O inverno estende-se no solo (pele e sudário), e a memória cumula porções de branco: amontoa salinas à ideia de alvura abrasiva.
Salina: planura de cristal feita de mar evaporado. Ausência de sal. Ausência de mar. Só há estas nevascas de fazer ferida. Porém é proibido. Ferir-se.
Não esqueça.
Os primeiros expulsos foram os idosos e os debilitados. E agora são tantas minúcias a decidir quem permanece, que imagino a fundação de um continente de banidos.
O dia de recolher é o pior. Espiam cada fresta de espaço à cata dos feridos. E despejam a humanidade em caçambas, repartida em pilhas simétricas.
Quando a galé avança, a náusea reverbera (na luta em si mesma) a litania úmida dos cativos (um canto pra dentro). E porque humilhação a mais estoura em revolta, às órbitas de cada corpo – marcado com uma sentença numérica – acopla-se o “carcereiro químico”.
O “carcereiro” é um implante. Castra o ímpeto e até o ânimo. O corpo abatido entende e suporta. Isso dura até o ponto de chegada: o território do descarte.

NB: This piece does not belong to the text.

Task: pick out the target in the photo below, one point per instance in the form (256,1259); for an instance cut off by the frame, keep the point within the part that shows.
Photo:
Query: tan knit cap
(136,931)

Se as tentativas de rebelião não se tornaram regra, o mesmo não se diz das bacias quebradas, fratura de ossos, gente a se espatifar no chão como louça suja.
E os pequenos perguntaram coisas impossíveis. Queriam entender o esquecimento. E com o espanto preso à face, insistiam “esquecimento”, tomados de assalto pelo som da palavra e pelo sentido alheio de sua música.
Enregelados na súbita revelação, subiam, no íntimo, montanhas de gelo. Descobriam a afinidade fundamental entre ascensão e densidade. Isso. E como se transforma gente em coisa inválida.
Maiara Gouveia. Texto original: São Paulo, 2010.